I have a weird affection for my calorie log. It washes me over with immediate calm. Instead of feeling enslaved to it or punished by it as I first did when starting my weight loss, this tool has become my little beacon in a world of confusing and constant choices about what to eat and drink when.
I logged my eating and exercising every day while I lost weight. Every day for nearly a year. I never did that before in my dozens of previous attempts. I’d log for a few days, then believe I had a handle on my eating and drop it before it became a habit. The log often annoyed me, called for more time than I thought I had, but eventually the data became very valuable and helped me understand good days and bad ones, good weeks and bad ones. I learned a great deal about my self, my habits, my metabolism.
So I fired up my logging software today after not using it for quite a while. Since reaching my goal weight, I log only when the scale creeps up a good bit. On my body four pounds of weight gain can be accomplished with water fluctuation, but 5 pounds means it’s time to count. Calories in, calories out.
Whether you choose to log on paper, online, or on your hard drive, the process is really pretty simple:
1. Count the food that goes into your face.
2. Count the energy you use up in exercise.
You are working toward two different goals, a number of calories (or points) for the day or week that you don’t wish to exceed in food. And a number of calories, or minutes, per week that you want to accomplish in exercise.
For most non-athletic, adult women who want to lose weight and keep it off (that is lose weight slowly), your food number is going to be somewhere between 1,200-1,800 calories per day. Your correct calorie level is one that will allow you to lose .5 – 2 lbs. per week. It will depend on your weight and your metabolism.
(If your metabolism is naturally low or has been compromised, you may need to go a bit lower, but should have medical supervision before attempting it.)
For women, your exercise goal will be 1,600 – 2,000 calories, or 240 – 300 minutes of exercise per week.

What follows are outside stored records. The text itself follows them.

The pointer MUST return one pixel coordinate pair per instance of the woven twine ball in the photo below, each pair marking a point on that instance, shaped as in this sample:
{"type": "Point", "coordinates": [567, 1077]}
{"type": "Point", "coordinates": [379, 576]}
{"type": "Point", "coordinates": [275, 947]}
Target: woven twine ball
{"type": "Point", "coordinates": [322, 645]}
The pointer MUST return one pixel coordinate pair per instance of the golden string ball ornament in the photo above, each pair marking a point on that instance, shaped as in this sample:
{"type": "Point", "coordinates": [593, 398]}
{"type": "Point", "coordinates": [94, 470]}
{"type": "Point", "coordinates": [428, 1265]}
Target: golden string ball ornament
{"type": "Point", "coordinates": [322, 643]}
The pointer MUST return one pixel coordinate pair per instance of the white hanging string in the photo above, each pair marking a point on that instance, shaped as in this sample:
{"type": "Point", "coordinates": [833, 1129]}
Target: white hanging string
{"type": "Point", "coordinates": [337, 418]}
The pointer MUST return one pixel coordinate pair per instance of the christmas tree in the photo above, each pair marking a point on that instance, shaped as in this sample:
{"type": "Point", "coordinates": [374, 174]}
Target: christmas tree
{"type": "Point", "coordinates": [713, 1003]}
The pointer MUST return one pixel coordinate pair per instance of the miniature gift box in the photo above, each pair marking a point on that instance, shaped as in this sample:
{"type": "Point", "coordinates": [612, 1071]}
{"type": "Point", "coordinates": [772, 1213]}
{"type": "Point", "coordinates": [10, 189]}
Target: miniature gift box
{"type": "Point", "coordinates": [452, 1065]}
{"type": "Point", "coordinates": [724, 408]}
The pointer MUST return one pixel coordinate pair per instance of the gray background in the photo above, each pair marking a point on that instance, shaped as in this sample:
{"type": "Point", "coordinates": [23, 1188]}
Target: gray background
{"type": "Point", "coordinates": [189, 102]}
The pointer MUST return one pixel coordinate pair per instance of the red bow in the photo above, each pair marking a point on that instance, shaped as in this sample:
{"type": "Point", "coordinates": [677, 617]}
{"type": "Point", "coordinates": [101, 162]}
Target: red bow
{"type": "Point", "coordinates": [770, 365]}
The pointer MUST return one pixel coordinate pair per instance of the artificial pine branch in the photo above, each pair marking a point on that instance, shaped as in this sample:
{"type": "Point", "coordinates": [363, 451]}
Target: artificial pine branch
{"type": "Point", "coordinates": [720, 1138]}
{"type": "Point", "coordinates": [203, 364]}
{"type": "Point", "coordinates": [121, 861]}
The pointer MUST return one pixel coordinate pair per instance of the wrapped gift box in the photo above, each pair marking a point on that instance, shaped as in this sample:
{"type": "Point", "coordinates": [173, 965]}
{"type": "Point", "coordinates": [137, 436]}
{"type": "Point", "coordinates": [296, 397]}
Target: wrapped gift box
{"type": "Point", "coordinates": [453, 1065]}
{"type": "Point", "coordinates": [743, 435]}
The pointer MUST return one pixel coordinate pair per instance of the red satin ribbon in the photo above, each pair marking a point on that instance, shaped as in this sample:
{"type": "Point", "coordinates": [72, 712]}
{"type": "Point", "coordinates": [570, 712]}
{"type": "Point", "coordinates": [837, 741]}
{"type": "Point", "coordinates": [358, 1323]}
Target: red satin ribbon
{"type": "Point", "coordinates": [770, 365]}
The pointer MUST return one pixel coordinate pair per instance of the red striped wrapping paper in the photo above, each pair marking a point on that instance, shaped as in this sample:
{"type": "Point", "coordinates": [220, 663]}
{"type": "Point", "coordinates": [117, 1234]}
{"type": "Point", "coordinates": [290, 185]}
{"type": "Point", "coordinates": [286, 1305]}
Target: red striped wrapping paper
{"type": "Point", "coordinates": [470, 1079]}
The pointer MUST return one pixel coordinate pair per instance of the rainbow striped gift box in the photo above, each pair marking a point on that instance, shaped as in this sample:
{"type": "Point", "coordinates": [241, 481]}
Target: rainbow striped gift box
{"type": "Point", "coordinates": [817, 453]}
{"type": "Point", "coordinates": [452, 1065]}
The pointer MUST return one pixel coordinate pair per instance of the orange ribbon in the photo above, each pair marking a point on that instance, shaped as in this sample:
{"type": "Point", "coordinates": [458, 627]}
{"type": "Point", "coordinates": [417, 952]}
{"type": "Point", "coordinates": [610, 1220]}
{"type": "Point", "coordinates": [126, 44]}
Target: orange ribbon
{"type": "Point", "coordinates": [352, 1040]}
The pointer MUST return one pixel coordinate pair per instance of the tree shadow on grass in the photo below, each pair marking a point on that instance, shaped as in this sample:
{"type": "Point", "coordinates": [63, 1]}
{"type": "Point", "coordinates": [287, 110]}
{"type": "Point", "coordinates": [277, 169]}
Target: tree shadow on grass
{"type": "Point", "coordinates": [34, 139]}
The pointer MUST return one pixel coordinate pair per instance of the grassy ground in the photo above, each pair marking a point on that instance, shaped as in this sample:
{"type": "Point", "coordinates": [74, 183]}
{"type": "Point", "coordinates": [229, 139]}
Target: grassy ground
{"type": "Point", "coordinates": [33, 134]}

Men, your exercise will be the same, but your calories will be higher, by a good 500 calories or more, which is why we don’t like to lose weight with you. We want your food.
These are simple goals, made simpler when you become fluent in the nutritional value of the foods you eat, the energy value of the exercises you like.
You become fluent by reading labels, consulting calorie counters, reading exercise-calorie charts.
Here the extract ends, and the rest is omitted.